Get to know the world's only tropical penguins
Species: S. mendiculus
Range: Endemic to the Galápagos Islands, with the largest numbers found on Isabela and Fernandina Island
Population: Approximately 2,000
IUCN Red List Status: Endangered
Key Traits: Narrow C-shaped band of white feathers that runs from the eye to the chin on either side of the head; upside down, horseshoe-shaped band of black feathers around their belly; can reach 19-20 inches tall and 5.5-9.9 pounds.
Discover fascinating facts about the most northerly penguin species.
Imagine snorkeling alongside sea turtles and bright tropical fish when all of a sudden, a penguin zips past? That’s right: there’s a penguin that lives in Galápagos and it’s the northernmost penguin in the world.
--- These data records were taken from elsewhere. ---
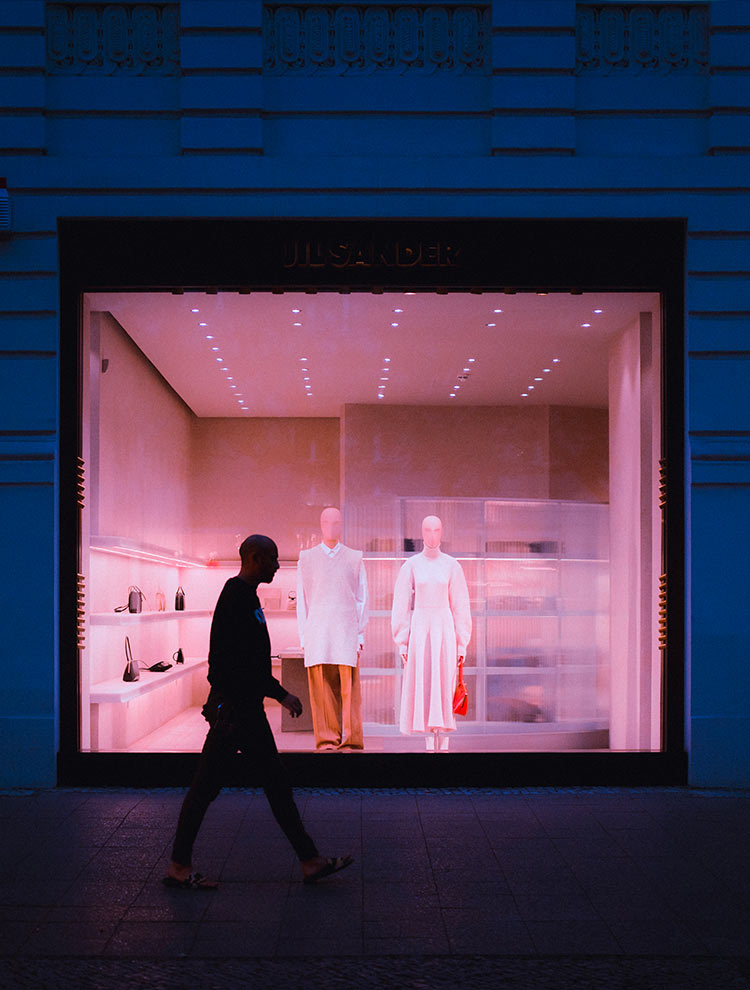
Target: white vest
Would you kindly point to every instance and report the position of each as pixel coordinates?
(329, 615)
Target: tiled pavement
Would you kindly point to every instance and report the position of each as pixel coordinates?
(602, 888)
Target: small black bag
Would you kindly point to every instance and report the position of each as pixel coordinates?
(132, 673)
(136, 599)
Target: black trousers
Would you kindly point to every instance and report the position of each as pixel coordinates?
(251, 735)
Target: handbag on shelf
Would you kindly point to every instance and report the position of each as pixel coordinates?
(136, 599)
(132, 672)
(460, 695)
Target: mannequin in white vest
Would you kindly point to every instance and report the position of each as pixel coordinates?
(331, 617)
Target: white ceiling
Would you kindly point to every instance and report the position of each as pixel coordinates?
(343, 340)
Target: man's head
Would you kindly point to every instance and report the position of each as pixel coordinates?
(260, 559)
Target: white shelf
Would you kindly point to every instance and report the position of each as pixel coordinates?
(122, 547)
(136, 618)
(118, 691)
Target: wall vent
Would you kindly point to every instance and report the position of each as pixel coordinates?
(4, 209)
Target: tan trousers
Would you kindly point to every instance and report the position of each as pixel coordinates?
(336, 703)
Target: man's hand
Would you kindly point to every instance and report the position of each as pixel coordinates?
(293, 705)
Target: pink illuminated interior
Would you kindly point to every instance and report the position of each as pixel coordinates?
(528, 423)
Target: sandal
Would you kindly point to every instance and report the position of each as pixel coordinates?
(332, 864)
(196, 881)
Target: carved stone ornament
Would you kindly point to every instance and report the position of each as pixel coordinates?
(642, 37)
(349, 38)
(113, 38)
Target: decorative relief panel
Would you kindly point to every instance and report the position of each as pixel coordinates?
(317, 39)
(642, 37)
(112, 38)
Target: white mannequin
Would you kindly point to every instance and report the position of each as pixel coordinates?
(331, 616)
(432, 637)
(330, 530)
These tropical penguins are endemic to the legendary islands where it is thought they arrived from the south via an Antarctic current. Over time, these once cold-weather birds multiplied and adapted to their new warmer surroundings. They lost some of the fat they no longer needed and evolved to a smaller size. Today, these adorable island dwellers stand knee-high at about 19 to 20 inches tall.
Unlike polar penguins who worry about their eggs freezing, Galápagos penguins have to protect theirs from overheating in the equatorial sun. Thanks to their diminutive stature, these birds can nest inside shaded caves, cracks, and crevices in the lava rocks. They also have ways of keeping themselves cool. Galápagos penguins release heat through their webbed feet, hairless spots on their cheeks, and by holding their little flippers away from their body—a comical pose you’ll want to capture on camera. They even shade their feet with their bellies to protect them from sunburn.
More Galápagos Penguin Facts & Photos
These lovebirds breed once or twice a year and care equally for their eggs for 40 days. To show affection, couples preen each other and tap bills.
This is what it feels—and sounds—like when someone spots their favorite animal in the wild. Pure, unadulterated joy!
Galápagos penguins are the only penguins that molt more than once a year. During the approximately two-week-long molt, birds fast and stay up on dry land.